Pour un plus ample exposé, la cour renvoie aux écritures ci-dessus visées et réitérées oralement à l’audience du 20 avril 2016.
SUR CE
Sur les demandes au titre de l’exécution du contrat de travail :
— Sur la retenue sur salaire du 16 au 19 août 2011 :
L’intimée ne saurait valablement soutenir que l’arrêt du 29 juin 2012 a définitivement tranché cette question en déboutant la salariée de ce chef de demande, dans la mesure où la cour a statué sur un recours à l’encontre d’une ordonnance de référé, laquelle n’a pas autorité de la chose jugée.
La salariée ne conteste pas qu’elle n’a pas repris son travail à l’isssue de son arrêt maladie, le 15 août 2011, nonobstant la mise en demeure de le faire que lui a adressée son employeur le 16 août.
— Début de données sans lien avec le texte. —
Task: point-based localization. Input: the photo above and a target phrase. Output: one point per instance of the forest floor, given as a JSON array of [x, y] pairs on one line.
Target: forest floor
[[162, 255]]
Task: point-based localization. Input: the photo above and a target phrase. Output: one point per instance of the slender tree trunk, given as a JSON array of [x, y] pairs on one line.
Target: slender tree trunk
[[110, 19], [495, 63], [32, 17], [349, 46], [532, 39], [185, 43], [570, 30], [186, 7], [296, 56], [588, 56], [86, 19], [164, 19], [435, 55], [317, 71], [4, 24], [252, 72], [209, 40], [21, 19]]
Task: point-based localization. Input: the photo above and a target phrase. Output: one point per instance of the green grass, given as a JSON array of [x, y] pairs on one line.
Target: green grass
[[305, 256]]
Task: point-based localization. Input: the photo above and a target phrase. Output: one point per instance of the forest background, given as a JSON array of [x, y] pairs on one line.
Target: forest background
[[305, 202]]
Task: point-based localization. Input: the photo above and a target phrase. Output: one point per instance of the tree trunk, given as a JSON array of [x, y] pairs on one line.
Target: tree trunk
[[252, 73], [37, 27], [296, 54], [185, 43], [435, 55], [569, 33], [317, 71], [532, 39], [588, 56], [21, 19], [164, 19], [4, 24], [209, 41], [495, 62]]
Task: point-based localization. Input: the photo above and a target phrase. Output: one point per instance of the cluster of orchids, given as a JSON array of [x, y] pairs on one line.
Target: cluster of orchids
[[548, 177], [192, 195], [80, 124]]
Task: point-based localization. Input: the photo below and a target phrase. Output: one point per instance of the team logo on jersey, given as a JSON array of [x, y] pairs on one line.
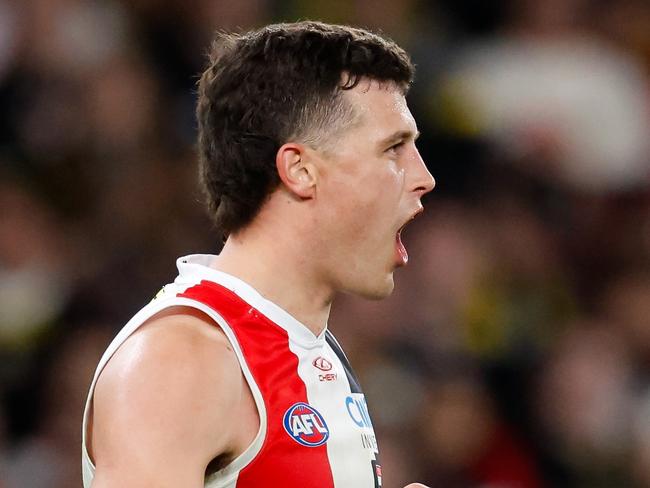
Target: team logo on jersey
[[323, 364], [305, 425]]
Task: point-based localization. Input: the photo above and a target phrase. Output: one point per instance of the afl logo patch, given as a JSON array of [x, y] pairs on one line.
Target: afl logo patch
[[305, 425], [323, 364]]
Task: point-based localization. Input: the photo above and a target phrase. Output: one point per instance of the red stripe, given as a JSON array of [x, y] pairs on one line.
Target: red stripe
[[282, 462]]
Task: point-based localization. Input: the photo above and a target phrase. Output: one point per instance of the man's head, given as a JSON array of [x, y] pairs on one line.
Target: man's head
[[283, 83]]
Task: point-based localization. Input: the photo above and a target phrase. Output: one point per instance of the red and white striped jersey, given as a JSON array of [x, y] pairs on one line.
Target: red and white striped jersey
[[315, 430]]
Elle soutient qu’elle était en congés payés et ce, en accord avec son employeur, ce que ce dernier conteste.
Au soutien de ses allégations, la salariée verse au dossier les lettres qu’elle a envoyées à l’employeur, les 12 août, 8 et 19 septembre 2011 aux termes desquelles elle lui expose qu’elle a demandé à bénéficier des congés du 16 au 19 août, en même temps qu’elle l’a fait pour les congés du mois de juillet ; que cette demande a été acceptée et que cette organisation avait été prévue, afin qu’il y ait toujours quelqu’un à l’agence. Dans les deux dernières lettres, elle lui a demandé la production de toutes ses demandes de congés déposées depuis le début du contrat, sans succès.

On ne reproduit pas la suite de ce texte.